Ceux-là aussi sont des criminels
©Ici Beyrouth

Il n’y a plus de temps pour les excuses, ni d’espace pour la compréhension. Nous sommes plongés dans l’odeur de la mort, la peur et l’exode.

Nous sommes désormais une boule d’angoisse, vivant dans la terreur, qu’on soit au cœur des frappes aériennes ou momentanément épargnés. Certains d'entre nous ne subissent peut-être pas directement les bombardements, mais nous connaissons tous des personnes menacées ou déplacées.

Chacun de nous a des proches encore dans leurs maisons, et leur sort nous préoccupe. Nous faisons tous des cauchemars, au son des avions de guerre qui survolent nos têtes, brisant non seulement le mur du son mais aussi notre paix intérieure, envahissant nos nuits de sommeil! Nous sommes tous prisonniers des images de destruction, des villages et des régions dévastés, des citoyens épuisés sur les routes et dans les écoles, de ceux qui cherchent un abri, tandis que certains, par cupidité, louent leur toit à des prix exorbitants.

Nous frôlons le point de rupture, et pourtant nous continuons à résister, dans l’espoir que notre pays renaisse de ses cendres, que le Liban de la vie revienne, que Beyrouth s’illumine à nouveau de joie, plutôt que de la voir dévorée par les flammes infernales des bombardements! Nous nous soutenons mutuellement, échangeons des messages de force, espérant que cette nuit sombre finira bien par se dissiper, et qu’un nouveau jour, meilleur, se lèvera, même si cela se fait attendre.

Nous retournerons à cette vie dont nous avons presque oublié les détails, une vie sans mort, une vie dont les images ont peu à peu disparu de nos souvenirs. Mais au milieu de tout cela, au cœur de cette destruction physique, psychologique et nationale, certains continuent à s’amuser, à jouer, à se moquer, à provoquer les innocents!

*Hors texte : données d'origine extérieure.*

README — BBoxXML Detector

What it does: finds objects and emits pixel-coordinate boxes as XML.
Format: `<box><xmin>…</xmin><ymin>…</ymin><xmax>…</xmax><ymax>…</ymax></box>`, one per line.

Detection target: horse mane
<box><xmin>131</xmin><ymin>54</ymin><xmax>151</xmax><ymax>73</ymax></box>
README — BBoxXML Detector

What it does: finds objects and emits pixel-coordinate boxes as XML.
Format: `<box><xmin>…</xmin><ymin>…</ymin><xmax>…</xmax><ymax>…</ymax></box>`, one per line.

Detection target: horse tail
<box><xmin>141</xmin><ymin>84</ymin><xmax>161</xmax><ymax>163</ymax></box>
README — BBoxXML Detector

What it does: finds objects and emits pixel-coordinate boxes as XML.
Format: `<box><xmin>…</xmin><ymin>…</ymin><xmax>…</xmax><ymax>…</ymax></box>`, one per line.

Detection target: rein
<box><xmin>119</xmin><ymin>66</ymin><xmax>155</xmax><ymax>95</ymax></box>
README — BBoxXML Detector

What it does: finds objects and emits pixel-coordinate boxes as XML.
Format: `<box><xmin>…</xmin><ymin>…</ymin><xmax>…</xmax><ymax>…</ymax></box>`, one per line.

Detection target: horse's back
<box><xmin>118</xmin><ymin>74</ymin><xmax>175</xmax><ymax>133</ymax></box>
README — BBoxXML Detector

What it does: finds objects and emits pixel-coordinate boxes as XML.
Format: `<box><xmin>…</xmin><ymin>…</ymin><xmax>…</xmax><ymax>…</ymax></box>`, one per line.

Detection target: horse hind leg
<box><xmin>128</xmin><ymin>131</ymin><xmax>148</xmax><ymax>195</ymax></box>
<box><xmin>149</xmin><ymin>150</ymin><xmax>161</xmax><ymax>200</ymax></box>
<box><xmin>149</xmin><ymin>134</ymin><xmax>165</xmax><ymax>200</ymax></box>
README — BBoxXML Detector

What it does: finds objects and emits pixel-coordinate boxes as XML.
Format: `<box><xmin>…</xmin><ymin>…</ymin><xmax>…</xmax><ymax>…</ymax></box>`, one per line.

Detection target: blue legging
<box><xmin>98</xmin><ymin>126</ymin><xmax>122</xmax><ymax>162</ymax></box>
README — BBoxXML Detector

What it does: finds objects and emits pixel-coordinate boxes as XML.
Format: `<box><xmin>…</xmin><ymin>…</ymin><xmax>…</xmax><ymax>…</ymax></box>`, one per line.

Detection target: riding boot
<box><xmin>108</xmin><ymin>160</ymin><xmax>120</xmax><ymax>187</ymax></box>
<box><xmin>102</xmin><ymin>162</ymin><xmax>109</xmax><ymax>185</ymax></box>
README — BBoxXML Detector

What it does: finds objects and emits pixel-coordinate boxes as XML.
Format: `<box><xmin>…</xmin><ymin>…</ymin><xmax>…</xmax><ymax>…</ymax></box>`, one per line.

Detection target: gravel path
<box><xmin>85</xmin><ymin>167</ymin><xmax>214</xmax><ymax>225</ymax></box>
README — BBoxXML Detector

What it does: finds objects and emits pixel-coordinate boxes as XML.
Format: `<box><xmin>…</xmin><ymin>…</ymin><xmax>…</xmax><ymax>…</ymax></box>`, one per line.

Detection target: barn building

Il y a ceux qui cherchent des applications et des sites où ils obtiennent des numéros dits suspects, qu’ils utilisent pour envoyer de faux messages menaçant les civils de mort, de bombardements, de destruction.

Après avoir commis leurs actes ignobles, ils suivent sur les écrans ceux qui, emportant ce qu’ils peuvent de leurs effets personnels, fuient leurs maisons pour rejoindre les rues. Ils observent froidement, leur conscience n’éprouvant aucune émotion ni pour un enfant, ni pour un malade, ni pour une personne âgée! Et finalement, on découvre que toute cette panique n’était qu’une sale blague orchestrée par un individu ignoble! Certains ont tellement de temps libre sur les bras qu’ils utilisent Photoshop pour créer de fausses alertes, imitant les messages du porte-parole de l’armée israélienne, avec pour seul objectif de semer la peur, de forcer un déplacement temporaire et de plonger la vie des citoyens dans une spirale noire. Ces individus sont plus criminels que les criminels eux-mêmes, allant même au-delà de leurs actes abjects.

En effet, si l’identité et les objectifs d’un criminel sont connus, celui qui agit sans but ni motivation, sinon pour se moquer et rire, est le plus vil de tous. Il y a également celui qui se délecte de voir des innocents contraints de quitter leurs maisons, d’entendre les pleurs des enfants, de voir les corps fragiles des personnes âgées avancer avec peine. Celui-là même n’est guère différent d’un tueur.

En fait, tuer ne nécessite pas toujours une arme, et la mort ne se limite pas au corps: elle atteint l’âme également, à travers la souffrance et cette tentative de surmonter une peur devenue si amère, si insupportable!